Pursuant to 28 U.S.C. § 636(b)(1), the parties have fourteen (14) days within which to file written objections to the foregoing report. Such objections shall be filed “ with the Clerk of the Court. FAILURE TO OBJECT TO THIS REPORT WITHIN FOURTEEN (14) DAYS WILL PRECLUDE APPELLATE REVIEW. Roldan v. Racette, 984 F.2d 85, 89 (2d Cir. 1993) (citing Small v. Sec'y of Health and Human Servs., 892 F.2d 15 (2d Cir. 1989)); see also 28 U.S.C. § 636(b)(1); FED. R. CIV. P. 72 & 6(a).

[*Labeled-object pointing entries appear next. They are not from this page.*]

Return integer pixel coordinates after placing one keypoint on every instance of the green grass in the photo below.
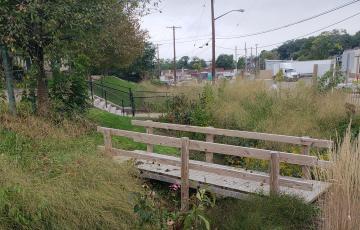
(278, 212)
(109, 120)
(119, 94)
(53, 177)
(118, 83)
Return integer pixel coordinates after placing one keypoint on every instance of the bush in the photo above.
(69, 91)
(263, 212)
(341, 203)
(330, 80)
(54, 178)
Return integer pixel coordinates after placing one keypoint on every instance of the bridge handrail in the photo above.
(274, 157)
(304, 141)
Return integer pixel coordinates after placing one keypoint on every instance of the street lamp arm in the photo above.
(241, 10)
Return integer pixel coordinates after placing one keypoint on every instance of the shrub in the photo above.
(263, 212)
(53, 178)
(330, 80)
(69, 90)
(341, 203)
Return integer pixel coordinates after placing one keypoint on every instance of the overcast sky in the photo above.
(193, 16)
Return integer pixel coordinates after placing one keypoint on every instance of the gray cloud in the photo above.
(194, 18)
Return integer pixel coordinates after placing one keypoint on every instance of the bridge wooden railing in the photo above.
(211, 132)
(275, 157)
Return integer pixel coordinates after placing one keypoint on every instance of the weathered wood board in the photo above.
(220, 184)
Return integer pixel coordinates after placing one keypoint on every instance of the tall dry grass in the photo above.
(255, 106)
(341, 204)
(53, 177)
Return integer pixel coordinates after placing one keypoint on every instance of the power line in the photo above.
(298, 37)
(294, 23)
(313, 32)
(305, 35)
(205, 37)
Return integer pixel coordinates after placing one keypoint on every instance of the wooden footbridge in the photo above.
(221, 179)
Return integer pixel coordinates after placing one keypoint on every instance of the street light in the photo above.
(239, 10)
(213, 67)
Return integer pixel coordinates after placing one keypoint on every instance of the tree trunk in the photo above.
(9, 79)
(42, 83)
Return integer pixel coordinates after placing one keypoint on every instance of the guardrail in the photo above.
(138, 101)
(305, 142)
(275, 157)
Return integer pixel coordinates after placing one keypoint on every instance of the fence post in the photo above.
(209, 156)
(315, 75)
(185, 174)
(92, 90)
(102, 87)
(132, 102)
(123, 108)
(274, 173)
(149, 147)
(107, 140)
(105, 99)
(306, 169)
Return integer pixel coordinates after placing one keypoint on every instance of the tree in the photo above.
(325, 45)
(166, 64)
(197, 63)
(183, 62)
(225, 61)
(7, 64)
(61, 28)
(241, 63)
(143, 65)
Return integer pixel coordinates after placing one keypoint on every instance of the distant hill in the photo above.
(323, 46)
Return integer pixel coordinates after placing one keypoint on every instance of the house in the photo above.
(351, 62)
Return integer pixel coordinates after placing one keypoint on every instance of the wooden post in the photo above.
(149, 147)
(274, 173)
(107, 140)
(306, 169)
(315, 75)
(209, 156)
(184, 174)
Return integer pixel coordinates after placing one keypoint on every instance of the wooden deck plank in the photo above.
(214, 168)
(224, 185)
(261, 154)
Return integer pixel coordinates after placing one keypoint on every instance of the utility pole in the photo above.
(256, 60)
(357, 71)
(251, 60)
(236, 60)
(158, 56)
(245, 58)
(7, 64)
(174, 28)
(213, 65)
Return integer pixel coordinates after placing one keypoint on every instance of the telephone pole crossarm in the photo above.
(174, 44)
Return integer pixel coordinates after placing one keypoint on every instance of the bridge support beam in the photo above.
(185, 174)
(274, 173)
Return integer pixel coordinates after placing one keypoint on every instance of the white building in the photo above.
(304, 68)
(351, 62)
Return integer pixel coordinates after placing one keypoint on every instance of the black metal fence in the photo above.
(130, 100)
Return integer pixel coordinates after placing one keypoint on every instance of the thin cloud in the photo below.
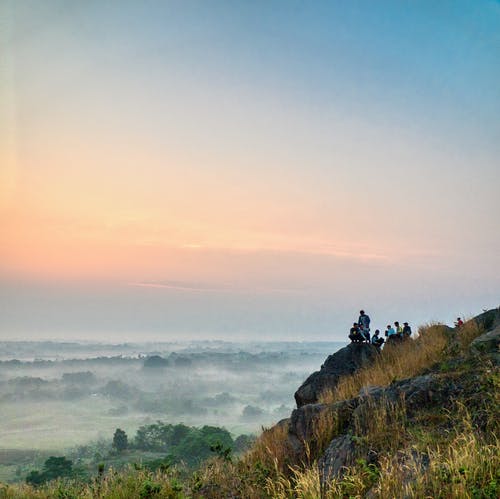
(206, 288)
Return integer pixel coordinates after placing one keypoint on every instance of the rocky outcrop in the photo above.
(344, 362)
(487, 343)
(328, 430)
(341, 452)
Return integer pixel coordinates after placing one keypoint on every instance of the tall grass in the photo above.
(272, 450)
(396, 361)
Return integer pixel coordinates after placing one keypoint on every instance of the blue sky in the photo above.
(283, 163)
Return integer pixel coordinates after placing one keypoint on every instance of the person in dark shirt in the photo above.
(406, 330)
(355, 334)
(377, 340)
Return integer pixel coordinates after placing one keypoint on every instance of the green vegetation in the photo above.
(445, 446)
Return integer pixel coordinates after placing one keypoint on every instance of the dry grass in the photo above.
(399, 361)
(382, 424)
(271, 450)
(465, 465)
(467, 333)
(303, 483)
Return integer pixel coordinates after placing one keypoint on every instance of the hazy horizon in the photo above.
(248, 170)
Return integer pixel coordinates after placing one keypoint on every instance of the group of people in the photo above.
(360, 332)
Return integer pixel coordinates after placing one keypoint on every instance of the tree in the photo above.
(54, 467)
(120, 440)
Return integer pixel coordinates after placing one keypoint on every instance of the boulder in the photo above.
(342, 363)
(487, 343)
(340, 454)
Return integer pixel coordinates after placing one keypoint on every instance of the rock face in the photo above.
(487, 343)
(340, 453)
(346, 361)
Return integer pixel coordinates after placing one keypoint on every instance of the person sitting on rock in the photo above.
(399, 330)
(377, 340)
(406, 330)
(355, 334)
(364, 324)
(390, 333)
(365, 333)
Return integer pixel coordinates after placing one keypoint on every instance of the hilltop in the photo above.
(419, 419)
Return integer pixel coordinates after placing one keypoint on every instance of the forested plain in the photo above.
(169, 402)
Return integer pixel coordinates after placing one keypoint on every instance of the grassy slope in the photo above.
(446, 450)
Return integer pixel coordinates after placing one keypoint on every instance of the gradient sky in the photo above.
(251, 169)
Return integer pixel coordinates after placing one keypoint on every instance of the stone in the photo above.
(344, 362)
(486, 343)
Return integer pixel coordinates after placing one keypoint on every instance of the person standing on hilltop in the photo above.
(390, 333)
(355, 334)
(377, 340)
(406, 330)
(364, 324)
(399, 330)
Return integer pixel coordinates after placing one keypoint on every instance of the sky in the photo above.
(246, 169)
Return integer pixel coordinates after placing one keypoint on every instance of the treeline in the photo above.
(154, 446)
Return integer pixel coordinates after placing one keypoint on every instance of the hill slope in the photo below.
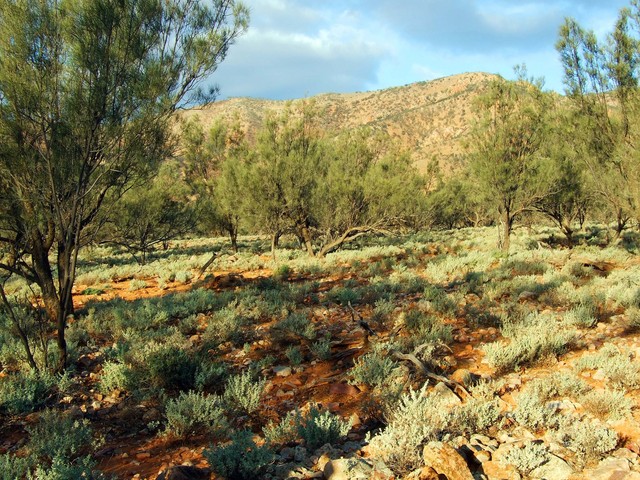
(430, 119)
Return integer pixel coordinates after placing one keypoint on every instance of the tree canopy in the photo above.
(87, 88)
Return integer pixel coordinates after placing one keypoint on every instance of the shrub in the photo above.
(373, 369)
(194, 413)
(282, 273)
(243, 392)
(417, 418)
(321, 349)
(25, 392)
(225, 325)
(171, 367)
(607, 404)
(532, 339)
(283, 432)
(317, 428)
(439, 300)
(114, 376)
(617, 365)
(210, 375)
(294, 326)
(136, 284)
(583, 315)
(12, 467)
(587, 439)
(59, 436)
(241, 459)
(294, 355)
(63, 469)
(183, 276)
(526, 458)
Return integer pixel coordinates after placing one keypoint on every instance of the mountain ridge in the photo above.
(430, 119)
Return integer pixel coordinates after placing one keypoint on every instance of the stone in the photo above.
(343, 389)
(448, 397)
(497, 471)
(282, 371)
(599, 375)
(555, 468)
(184, 472)
(425, 473)
(613, 469)
(348, 469)
(445, 460)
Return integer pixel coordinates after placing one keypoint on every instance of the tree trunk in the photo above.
(306, 237)
(21, 333)
(506, 224)
(568, 233)
(275, 240)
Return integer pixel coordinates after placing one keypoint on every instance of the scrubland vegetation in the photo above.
(357, 307)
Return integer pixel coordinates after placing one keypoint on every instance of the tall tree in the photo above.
(506, 144)
(602, 81)
(87, 89)
(215, 161)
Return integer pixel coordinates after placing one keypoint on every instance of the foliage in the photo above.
(25, 392)
(526, 458)
(88, 91)
(622, 371)
(192, 413)
(374, 369)
(318, 428)
(151, 214)
(115, 376)
(504, 159)
(530, 340)
(171, 367)
(241, 459)
(243, 392)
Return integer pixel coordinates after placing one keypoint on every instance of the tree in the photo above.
(87, 90)
(602, 82)
(214, 164)
(507, 142)
(370, 187)
(328, 191)
(151, 214)
(569, 189)
(288, 164)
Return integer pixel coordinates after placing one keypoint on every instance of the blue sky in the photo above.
(298, 48)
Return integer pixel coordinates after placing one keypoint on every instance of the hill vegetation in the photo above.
(435, 280)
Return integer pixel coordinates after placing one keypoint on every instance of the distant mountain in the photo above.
(431, 119)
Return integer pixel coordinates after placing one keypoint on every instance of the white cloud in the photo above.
(296, 48)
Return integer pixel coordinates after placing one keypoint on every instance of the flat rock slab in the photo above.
(446, 460)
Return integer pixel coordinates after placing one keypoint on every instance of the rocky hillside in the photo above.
(430, 119)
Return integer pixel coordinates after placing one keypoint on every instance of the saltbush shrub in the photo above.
(25, 392)
(243, 392)
(317, 428)
(194, 412)
(241, 459)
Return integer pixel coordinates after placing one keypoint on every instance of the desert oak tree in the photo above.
(87, 90)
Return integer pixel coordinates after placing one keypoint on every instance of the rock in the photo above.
(425, 473)
(282, 371)
(599, 375)
(613, 469)
(445, 460)
(448, 397)
(464, 377)
(184, 472)
(526, 296)
(343, 389)
(348, 469)
(555, 468)
(497, 471)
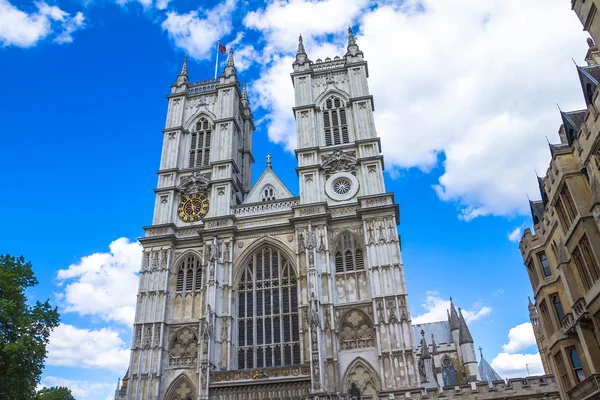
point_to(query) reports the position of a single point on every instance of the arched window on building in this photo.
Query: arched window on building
(200, 146)
(335, 122)
(189, 275)
(448, 372)
(268, 193)
(268, 332)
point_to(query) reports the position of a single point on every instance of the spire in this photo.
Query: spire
(301, 45)
(353, 50)
(351, 40)
(424, 348)
(244, 91)
(230, 70)
(301, 56)
(230, 62)
(184, 68)
(182, 78)
(487, 373)
(453, 317)
(433, 345)
(464, 335)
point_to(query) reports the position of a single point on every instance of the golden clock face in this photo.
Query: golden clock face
(193, 207)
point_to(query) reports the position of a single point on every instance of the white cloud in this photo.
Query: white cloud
(516, 365)
(476, 81)
(104, 284)
(18, 28)
(515, 235)
(198, 31)
(520, 337)
(81, 389)
(437, 310)
(74, 347)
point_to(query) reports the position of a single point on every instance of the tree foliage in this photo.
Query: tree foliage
(24, 330)
(54, 393)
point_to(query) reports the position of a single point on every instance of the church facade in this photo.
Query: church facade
(249, 292)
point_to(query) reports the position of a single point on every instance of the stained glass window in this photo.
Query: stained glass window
(268, 330)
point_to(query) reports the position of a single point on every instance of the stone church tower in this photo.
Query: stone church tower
(250, 292)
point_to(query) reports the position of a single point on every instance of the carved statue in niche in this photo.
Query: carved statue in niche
(339, 161)
(194, 183)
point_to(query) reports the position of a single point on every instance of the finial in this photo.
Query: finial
(301, 45)
(244, 91)
(590, 42)
(230, 58)
(183, 71)
(351, 40)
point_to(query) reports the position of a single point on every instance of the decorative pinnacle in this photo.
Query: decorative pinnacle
(351, 40)
(230, 62)
(244, 91)
(301, 45)
(183, 71)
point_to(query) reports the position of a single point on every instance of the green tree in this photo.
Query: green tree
(24, 330)
(54, 393)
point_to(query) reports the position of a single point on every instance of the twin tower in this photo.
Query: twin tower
(249, 292)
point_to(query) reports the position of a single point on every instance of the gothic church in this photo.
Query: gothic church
(249, 292)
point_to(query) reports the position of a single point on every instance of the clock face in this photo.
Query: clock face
(193, 207)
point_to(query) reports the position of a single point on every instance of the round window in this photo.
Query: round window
(341, 186)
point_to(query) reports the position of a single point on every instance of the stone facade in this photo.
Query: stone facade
(561, 254)
(247, 292)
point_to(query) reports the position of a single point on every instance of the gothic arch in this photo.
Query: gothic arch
(190, 123)
(180, 258)
(335, 92)
(363, 376)
(356, 330)
(182, 388)
(247, 254)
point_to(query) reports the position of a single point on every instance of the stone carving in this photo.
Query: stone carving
(356, 330)
(183, 350)
(261, 209)
(339, 161)
(194, 183)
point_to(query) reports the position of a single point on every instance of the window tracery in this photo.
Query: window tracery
(268, 331)
(268, 193)
(183, 349)
(361, 381)
(200, 146)
(335, 122)
(356, 331)
(189, 275)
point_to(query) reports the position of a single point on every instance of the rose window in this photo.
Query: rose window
(342, 186)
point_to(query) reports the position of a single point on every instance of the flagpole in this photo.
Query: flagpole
(217, 62)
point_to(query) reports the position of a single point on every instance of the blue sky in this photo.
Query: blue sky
(465, 95)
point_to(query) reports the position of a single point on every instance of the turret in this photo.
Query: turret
(467, 350)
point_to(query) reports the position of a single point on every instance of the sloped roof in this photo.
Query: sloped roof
(268, 177)
(487, 373)
(440, 330)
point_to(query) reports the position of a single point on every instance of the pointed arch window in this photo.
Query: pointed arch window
(189, 275)
(200, 146)
(349, 256)
(449, 373)
(268, 331)
(335, 122)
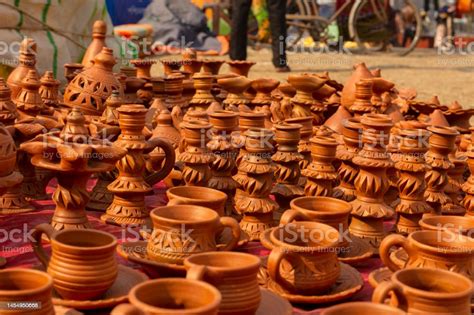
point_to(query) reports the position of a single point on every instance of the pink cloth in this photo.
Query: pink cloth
(15, 246)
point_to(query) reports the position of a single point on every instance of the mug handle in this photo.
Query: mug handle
(387, 243)
(291, 215)
(196, 272)
(273, 264)
(37, 234)
(126, 309)
(382, 291)
(170, 157)
(235, 227)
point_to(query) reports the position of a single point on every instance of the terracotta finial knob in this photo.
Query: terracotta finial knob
(105, 59)
(99, 29)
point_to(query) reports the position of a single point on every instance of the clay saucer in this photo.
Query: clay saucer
(379, 275)
(358, 251)
(399, 257)
(136, 252)
(127, 278)
(349, 283)
(272, 303)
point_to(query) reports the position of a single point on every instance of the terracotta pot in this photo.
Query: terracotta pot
(255, 178)
(330, 211)
(143, 67)
(287, 158)
(457, 224)
(303, 100)
(432, 249)
(212, 65)
(183, 230)
(26, 286)
(347, 171)
(165, 129)
(303, 258)
(82, 263)
(197, 196)
(427, 291)
(306, 131)
(132, 183)
(362, 308)
(233, 274)
(235, 86)
(225, 154)
(411, 184)
(196, 158)
(171, 296)
(240, 67)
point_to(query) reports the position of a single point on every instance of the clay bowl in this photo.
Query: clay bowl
(175, 296)
(212, 65)
(240, 67)
(324, 92)
(458, 224)
(198, 196)
(234, 85)
(362, 308)
(287, 89)
(305, 82)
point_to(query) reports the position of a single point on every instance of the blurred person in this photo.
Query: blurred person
(238, 33)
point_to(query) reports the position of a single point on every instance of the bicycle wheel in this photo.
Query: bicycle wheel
(383, 25)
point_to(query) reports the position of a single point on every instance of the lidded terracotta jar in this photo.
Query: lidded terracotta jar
(27, 62)
(90, 88)
(99, 29)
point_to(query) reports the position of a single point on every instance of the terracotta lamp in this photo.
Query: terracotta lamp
(369, 208)
(74, 157)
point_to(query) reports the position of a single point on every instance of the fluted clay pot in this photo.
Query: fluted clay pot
(212, 66)
(170, 66)
(26, 286)
(303, 263)
(303, 100)
(82, 263)
(99, 30)
(348, 92)
(362, 308)
(90, 88)
(26, 62)
(240, 67)
(198, 196)
(165, 129)
(427, 291)
(171, 296)
(327, 210)
(347, 171)
(235, 86)
(232, 274)
(432, 249)
(143, 67)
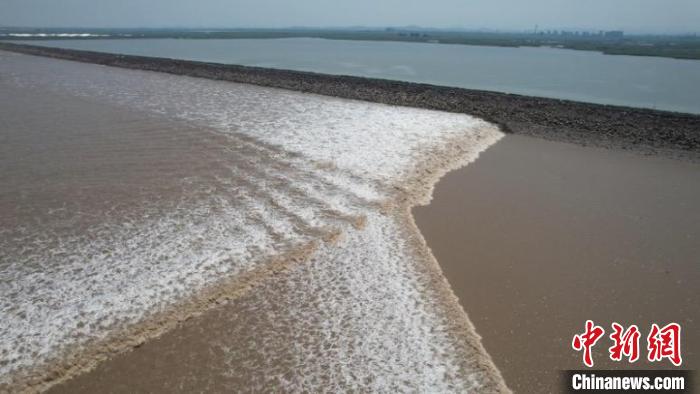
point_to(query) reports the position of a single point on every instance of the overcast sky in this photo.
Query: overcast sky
(630, 15)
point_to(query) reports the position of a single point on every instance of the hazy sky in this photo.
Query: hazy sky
(631, 15)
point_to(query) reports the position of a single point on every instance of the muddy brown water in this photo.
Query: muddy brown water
(536, 237)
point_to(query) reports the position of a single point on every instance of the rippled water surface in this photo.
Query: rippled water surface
(126, 192)
(637, 81)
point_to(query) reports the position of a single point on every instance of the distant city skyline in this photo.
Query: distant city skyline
(633, 16)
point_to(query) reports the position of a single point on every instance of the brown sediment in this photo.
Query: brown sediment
(643, 130)
(536, 237)
(236, 325)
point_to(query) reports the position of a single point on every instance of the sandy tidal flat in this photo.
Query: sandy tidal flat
(133, 200)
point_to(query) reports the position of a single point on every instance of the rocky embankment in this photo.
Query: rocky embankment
(648, 131)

If you are proceeding pro se and are served with this Report-Recommendation and Order by mail, three additional days will be added to the fourteen-day period, meaning that you have seventeen days from the date the Report Recommendation and Order was mailed to you to serve and file objections. FED. R. CIV. P. 6(d). If the last day of that prescribed period falls on a Saturday, Sunday, or legal holiday, then the deadline is extended until the end of the next day that is not a Saturday, Sunday, or legal holiday. FED. R. CIV. P. 6(a)(1)(C).